Diminta Hentikan Kecerobohan

Sementara itu, Wakil Ketua Perkumpulan Nusantara Utama Cita (NU Circle) Ahmad Rizali mengingatkan Mendikbudristek Nadiem Makarim agar tak menyebarkan adegan seksualitas di lingkungan sekolah.

Menurut dia, dalam program Sastra Masuk Kurikulum, pendukung Kurikulum Merdeka, banyak karya sastra beradegan cabul dan vulgar direkomendasikan secara resmi menjadi bacaan anak-anak di sekolah.

“Adegan cabul yang mengumbar narasi seksualitas dan persenggamaan sangat tidak layak masuk kurikulum pendidikan nasional. Nadiem harus menghentikan kecerobohan ini. Pemerintah harus menjaga keadaban manusia melalui pendidikan kemanusiaan yang adil dan beradab,” kata Ahmad saat dikonfirmasi, Rabu (29/5/2024). 

Dia menjelaskan, dalam program tersebut, Kemendikbudristek membuat rekomendasi sejumlah karya sastra sebagai bacaan guru dan anak-anak sekolah. Konyolnya, kata dia, banyak karya sastra murahan yang mengumbar adegan seksualitas dan persenggamaan dimasukkan secara resmi sebagai bahan bacaan yang direkomendasikan. 

Salah satu contoh yang dia sampaikan adalah cerpen berjudul “Rumah Kawin” yang ditulis Zen Hae.

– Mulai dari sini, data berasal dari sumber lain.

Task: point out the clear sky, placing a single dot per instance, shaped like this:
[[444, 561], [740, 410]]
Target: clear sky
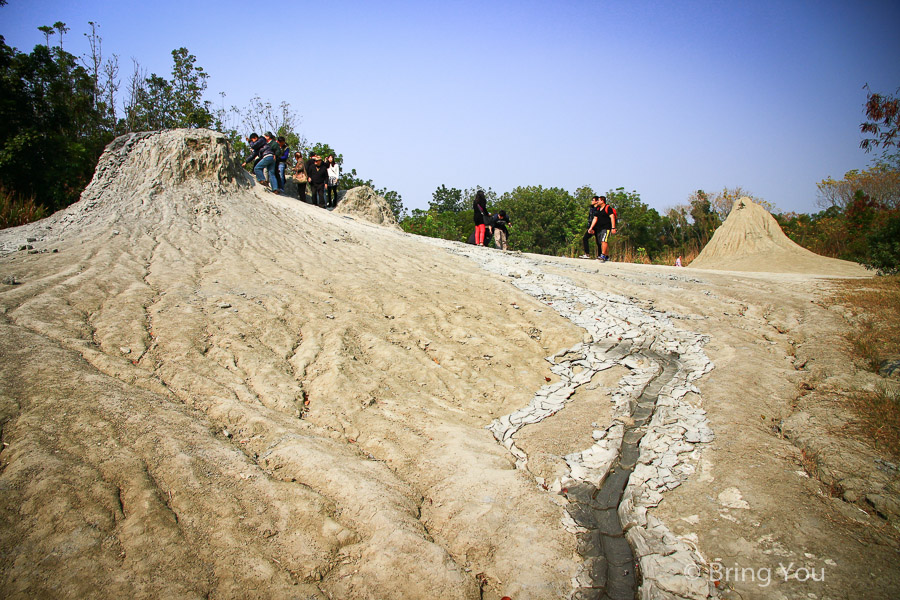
[[661, 97]]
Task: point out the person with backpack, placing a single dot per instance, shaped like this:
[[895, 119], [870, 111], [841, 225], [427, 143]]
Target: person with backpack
[[334, 175], [501, 233], [606, 225], [281, 157], [318, 177], [256, 144], [300, 176], [593, 217]]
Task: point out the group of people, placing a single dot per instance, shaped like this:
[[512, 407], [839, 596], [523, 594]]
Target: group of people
[[271, 154], [601, 223], [486, 223]]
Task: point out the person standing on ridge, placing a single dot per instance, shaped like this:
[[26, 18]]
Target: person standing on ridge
[[281, 158], [501, 233], [300, 176], [318, 175], [334, 174], [606, 222], [267, 161], [593, 217], [480, 216], [256, 144]]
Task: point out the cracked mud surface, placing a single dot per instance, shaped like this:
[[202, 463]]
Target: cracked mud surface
[[211, 392]]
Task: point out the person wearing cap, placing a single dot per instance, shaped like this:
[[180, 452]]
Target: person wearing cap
[[606, 224], [591, 232], [318, 176], [256, 144], [501, 233], [267, 161], [281, 158], [334, 174], [480, 216]]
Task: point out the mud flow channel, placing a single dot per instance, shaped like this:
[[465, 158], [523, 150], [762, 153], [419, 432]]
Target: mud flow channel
[[610, 570]]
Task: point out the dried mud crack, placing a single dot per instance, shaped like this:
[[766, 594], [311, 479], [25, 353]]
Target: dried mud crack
[[642, 453]]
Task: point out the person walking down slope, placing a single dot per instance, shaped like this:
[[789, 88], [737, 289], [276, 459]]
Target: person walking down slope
[[318, 175], [501, 233], [256, 144], [281, 159], [300, 177], [593, 217], [480, 217], [606, 222], [267, 161], [334, 174]]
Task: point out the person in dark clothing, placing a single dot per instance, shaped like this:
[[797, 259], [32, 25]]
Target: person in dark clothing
[[318, 177], [480, 216], [256, 144], [267, 161], [501, 233], [300, 176], [593, 216], [281, 158], [606, 224]]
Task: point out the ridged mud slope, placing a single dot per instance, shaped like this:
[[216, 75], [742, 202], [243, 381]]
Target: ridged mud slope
[[209, 391]]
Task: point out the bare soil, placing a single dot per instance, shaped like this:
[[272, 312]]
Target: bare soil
[[210, 391]]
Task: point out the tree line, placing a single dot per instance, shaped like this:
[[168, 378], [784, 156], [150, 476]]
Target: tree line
[[859, 220], [58, 112]]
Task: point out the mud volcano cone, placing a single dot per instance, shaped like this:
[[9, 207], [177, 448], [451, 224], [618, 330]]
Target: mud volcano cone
[[751, 240]]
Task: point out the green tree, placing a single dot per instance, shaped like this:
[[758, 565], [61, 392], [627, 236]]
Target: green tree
[[158, 103], [50, 138], [883, 112], [544, 220], [641, 226], [446, 200]]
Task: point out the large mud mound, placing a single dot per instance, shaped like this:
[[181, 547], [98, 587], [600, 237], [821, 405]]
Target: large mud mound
[[208, 391], [363, 203], [751, 240]]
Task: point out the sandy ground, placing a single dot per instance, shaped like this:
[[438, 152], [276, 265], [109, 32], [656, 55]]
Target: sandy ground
[[209, 391]]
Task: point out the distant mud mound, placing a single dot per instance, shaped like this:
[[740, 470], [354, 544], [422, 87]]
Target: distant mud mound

Cerpen itu diterbitkan tahun 2004. Di halaman 48 cerpen tersebut berbunyi, “Batang ‘zak…”. Mamat Jago yang serupa ikan “....” terasa menekan “selang....” Sarti.” Lalu halaman 47 “Tangannya terus meremasi ‘pan…’ Sarti dan menyorongkan mulut monyongnya....ke….”

Ahmad menegaskan, panduan yang dibuat Kemdikbudristek dalam Program Sastra Masuk Kurikulum termasuk dalam kategori pelanggaran norma kesusilaan. Sebab, kata dia, hal tersebut telah mengumbar persenggamaan melalui tulisan. 

“Undang-Undang (UU) Nomor 44 Tahun 2008 tentang Pornografi jelas mengatur masalah ini dan melanggar norma kesusilaan dalam masyarakat. Karena itu NU Circle minta program ini harus dihentikan dan dibuat secara lebih beradab dan lebih profesional,” tegas Ahmad.

Dia menerangkan, UU Nomor 44 Tahun 2008 tentang Pornografi mendefinisikan pornografi adalah gambar, sketsa, foto, tulisan, suara, bunyi, gambar bergerak, animasi, kartun, percakapan, gerak tubuh, atau bentuk pesan lainnya melalui berbagai bentuk media komunikasi dan/atau pertunjukan di muka umum yang memuat kecabulan atau eksploitasi seksual yang melanggar norma kesusilaan dalam masyarakat.

Dalam pasal 4 ayat 1 aturan itu tegas disebutkan larangan memproduksi, membuat, memperbanyak, menggandakan, menyebarluaskan, menyiarkan, mengimpor, mengekspor, menawarkan, memperjualbelikan, menyewakan, atau menyediakan pornografi yang secara eksplisit memuat persenggamaan, termasuk persenggamaan yang menyimpang, kekerasan seksual, masturbasi, ketelanjangan atau tampilan yang mengesankan ketelanjangan, alat kelamin atau pornografi anak. 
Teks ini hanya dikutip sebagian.